3. Geeignete Materialien auswählen: Durch die Verwendung von Schutzrohren und Thermoelementmaterialien mit geringerer Wärmeleitfähigkeit können Wärmeleitungsverluste reduziert werden. Es ist jedoch zu beachten, dass eine Verringerung der Wärmeleitfähigkeit die thermische Trägheit erhöhen und die dynamische Reaktion verlangsamen kann; daher muss ein Kompromiss-eingegangen werden. 4. Verbesserte Isolierung: Umwickeln Sie die Rohre und Thermoelementhalterungen mit Isoliermaterialien (wie Asbest, Glasfaser usw.), um den Temperaturunterschied zwischen den beiden Enden des Schutzrohrs zu verringern und die Wärmeübertragung zu verringern.
Umfassende Maßnahmen und Reaktionsstrategien vor Ort-
In realen Industrieumgebungen sind oft mehrere Maßnahmen erforderlich, um optimale Temperaturmessergebnisse zu erzielen:
1. Auswahl des richtigen Installationsorts: Die Auswahl des Temperaturmesspunkts ist entscheidend und sollte an einem repräsentativen Ort platziert werden. Beim Messen der Temperatur von Flüssigkeiten in einem Rohr sollte das Ende der Schutzhülle des Thermoelements über die Mittellinie der Strömungsgeschwindigkeit hinausragen, um einen ausreichenden Kontakt mit der Flüssigkeit sicherzustellen.
2. Bestimmung der optimalen Eintauchtiefe: Das Thermoelement sollte mindestens bis zum Zehnfachen seines Durchmessers in die zu messende Flüssigkeit eingetaucht sein. Für unterschiedliche Messumgebungen muss die optimale Einstecktiefe experimentell ermittelt werden, um Messfehler zu reduzieren.
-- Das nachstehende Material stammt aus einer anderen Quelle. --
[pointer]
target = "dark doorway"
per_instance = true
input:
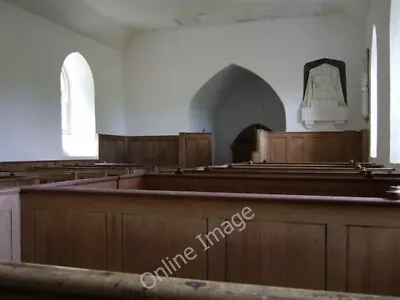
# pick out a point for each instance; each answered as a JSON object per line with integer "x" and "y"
{"x": 245, "y": 143}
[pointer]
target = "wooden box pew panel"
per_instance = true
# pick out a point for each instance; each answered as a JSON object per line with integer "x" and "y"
{"x": 346, "y": 244}
{"x": 263, "y": 184}
{"x": 32, "y": 281}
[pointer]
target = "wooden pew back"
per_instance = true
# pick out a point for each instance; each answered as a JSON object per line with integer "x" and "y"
{"x": 30, "y": 281}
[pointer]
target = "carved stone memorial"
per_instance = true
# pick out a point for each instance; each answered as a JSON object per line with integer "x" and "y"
{"x": 325, "y": 98}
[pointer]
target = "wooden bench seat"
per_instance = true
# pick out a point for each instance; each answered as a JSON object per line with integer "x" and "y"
{"x": 340, "y": 185}
{"x": 311, "y": 242}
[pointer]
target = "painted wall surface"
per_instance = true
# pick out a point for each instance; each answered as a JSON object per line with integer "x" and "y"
{"x": 380, "y": 16}
{"x": 164, "y": 70}
{"x": 32, "y": 51}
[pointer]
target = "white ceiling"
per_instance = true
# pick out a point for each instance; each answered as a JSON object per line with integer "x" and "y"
{"x": 115, "y": 22}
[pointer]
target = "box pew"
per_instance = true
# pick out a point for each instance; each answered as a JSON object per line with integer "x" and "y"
{"x": 302, "y": 168}
{"x": 57, "y": 176}
{"x": 32, "y": 281}
{"x": 332, "y": 165}
{"x": 106, "y": 171}
{"x": 10, "y": 211}
{"x": 368, "y": 172}
{"x": 345, "y": 244}
{"x": 294, "y": 184}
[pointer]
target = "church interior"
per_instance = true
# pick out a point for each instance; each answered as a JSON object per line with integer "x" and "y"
{"x": 199, "y": 149}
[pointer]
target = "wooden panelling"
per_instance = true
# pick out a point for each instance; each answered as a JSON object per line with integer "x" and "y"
{"x": 22, "y": 166}
{"x": 275, "y": 184}
{"x": 365, "y": 133}
{"x": 153, "y": 150}
{"x": 374, "y": 260}
{"x": 5, "y": 234}
{"x": 33, "y": 282}
{"x": 305, "y": 147}
{"x": 9, "y": 226}
{"x": 112, "y": 148}
{"x": 195, "y": 149}
{"x": 185, "y": 149}
{"x": 88, "y": 234}
{"x": 278, "y": 263}
{"x": 166, "y": 243}
{"x": 344, "y": 244}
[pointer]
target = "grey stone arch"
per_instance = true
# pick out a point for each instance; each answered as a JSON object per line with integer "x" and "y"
{"x": 230, "y": 101}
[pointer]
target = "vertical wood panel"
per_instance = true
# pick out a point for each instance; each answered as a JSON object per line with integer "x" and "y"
{"x": 278, "y": 149}
{"x": 336, "y": 257}
{"x": 216, "y": 255}
{"x": 5, "y": 235}
{"x": 153, "y": 150}
{"x": 88, "y": 240}
{"x": 164, "y": 240}
{"x": 295, "y": 149}
{"x": 49, "y": 230}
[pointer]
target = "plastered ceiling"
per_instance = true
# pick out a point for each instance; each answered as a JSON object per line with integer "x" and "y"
{"x": 115, "y": 22}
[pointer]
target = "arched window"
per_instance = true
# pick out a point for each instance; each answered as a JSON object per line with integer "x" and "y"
{"x": 78, "y": 120}
{"x": 394, "y": 82}
{"x": 374, "y": 96}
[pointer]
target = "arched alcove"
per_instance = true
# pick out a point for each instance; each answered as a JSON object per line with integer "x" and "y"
{"x": 231, "y": 100}
{"x": 245, "y": 143}
{"x": 78, "y": 120}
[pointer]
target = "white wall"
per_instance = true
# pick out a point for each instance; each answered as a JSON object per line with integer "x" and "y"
{"x": 164, "y": 70}
{"x": 32, "y": 51}
{"x": 380, "y": 16}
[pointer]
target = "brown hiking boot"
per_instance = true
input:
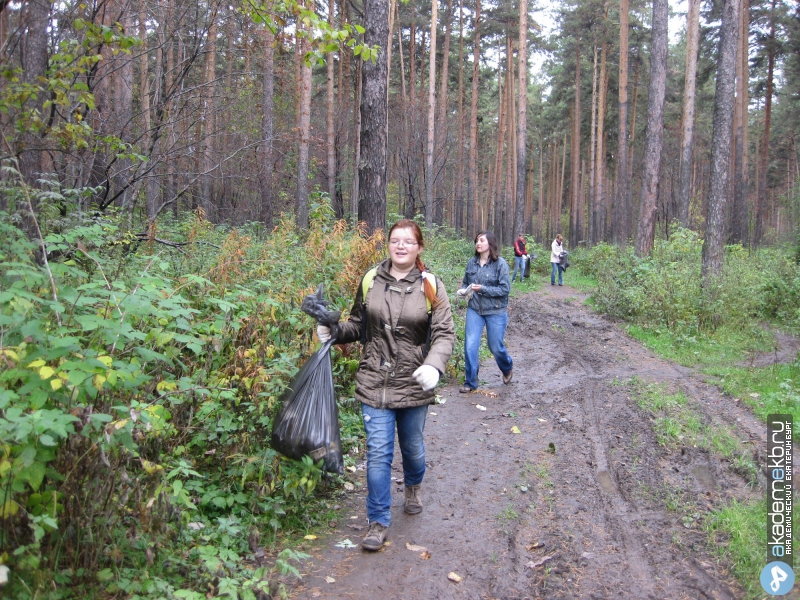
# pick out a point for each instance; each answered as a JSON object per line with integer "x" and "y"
{"x": 413, "y": 505}
{"x": 376, "y": 536}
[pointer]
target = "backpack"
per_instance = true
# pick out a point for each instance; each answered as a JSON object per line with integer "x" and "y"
{"x": 366, "y": 284}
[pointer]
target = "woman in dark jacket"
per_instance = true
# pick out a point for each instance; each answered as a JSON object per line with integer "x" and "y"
{"x": 486, "y": 281}
{"x": 408, "y": 338}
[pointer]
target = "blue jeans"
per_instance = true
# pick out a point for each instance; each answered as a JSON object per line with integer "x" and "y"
{"x": 519, "y": 264}
{"x": 379, "y": 423}
{"x": 495, "y": 332}
{"x": 553, "y": 274}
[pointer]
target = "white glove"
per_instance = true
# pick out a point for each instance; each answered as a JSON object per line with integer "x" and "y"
{"x": 323, "y": 333}
{"x": 427, "y": 376}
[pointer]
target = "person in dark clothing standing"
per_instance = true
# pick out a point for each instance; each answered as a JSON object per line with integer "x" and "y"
{"x": 487, "y": 285}
{"x": 519, "y": 257}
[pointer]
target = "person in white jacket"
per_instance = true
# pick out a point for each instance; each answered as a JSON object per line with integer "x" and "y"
{"x": 556, "y": 249}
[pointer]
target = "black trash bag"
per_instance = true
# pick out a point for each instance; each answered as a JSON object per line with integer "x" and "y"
{"x": 308, "y": 422}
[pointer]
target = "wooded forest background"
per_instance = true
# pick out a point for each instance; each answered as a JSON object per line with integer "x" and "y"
{"x": 249, "y": 109}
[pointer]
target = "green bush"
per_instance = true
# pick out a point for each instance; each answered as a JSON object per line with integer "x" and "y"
{"x": 137, "y": 387}
{"x": 665, "y": 289}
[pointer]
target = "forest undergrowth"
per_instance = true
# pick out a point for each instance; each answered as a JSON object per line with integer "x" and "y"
{"x": 138, "y": 382}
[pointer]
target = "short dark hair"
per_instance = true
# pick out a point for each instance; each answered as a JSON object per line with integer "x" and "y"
{"x": 491, "y": 239}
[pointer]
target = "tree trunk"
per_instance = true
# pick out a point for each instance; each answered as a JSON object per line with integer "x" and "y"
{"x": 267, "y": 115}
{"x": 151, "y": 200}
{"x": 562, "y": 180}
{"x": 713, "y": 246}
{"x": 687, "y": 139}
{"x": 763, "y": 162}
{"x": 459, "y": 192}
{"x": 330, "y": 123}
{"x": 740, "y": 221}
{"x": 429, "y": 174}
{"x": 592, "y": 152}
{"x": 473, "y": 126}
{"x": 354, "y": 196}
{"x": 655, "y": 128}
{"x": 34, "y": 19}
{"x": 622, "y": 203}
{"x": 600, "y": 155}
{"x": 207, "y": 163}
{"x": 575, "y": 223}
{"x": 441, "y": 121}
{"x": 522, "y": 119}
{"x": 372, "y": 164}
3. Optimierung der dynamischen Reaktion: Durch Modifizieren der Form des Messendes, um das Volumen der Thermoelementverbindung zu verfeinern und die Kontaktfläche mit der gemessenen Flüssigkeit zu vergrößern, kann die Hysteresezeit der thermischen Reaktion verkürzt werden, wodurch Fehler bei der dynamischen Reaktion reduziert werden.
4. Regelmäßige Wartung und Inspektion: Während des Gebrauchs kann es bei Thermoelementen aufgrund von Faktoren wie ungleichmäßiger Materialverteilung, Verschmutzung und Oxidation zu Leistungseinbußen kommen. Um die Messgenauigkeit sicherzustellen, sind regelmäßige Inspektionen und Kalibrierungen erforderlich.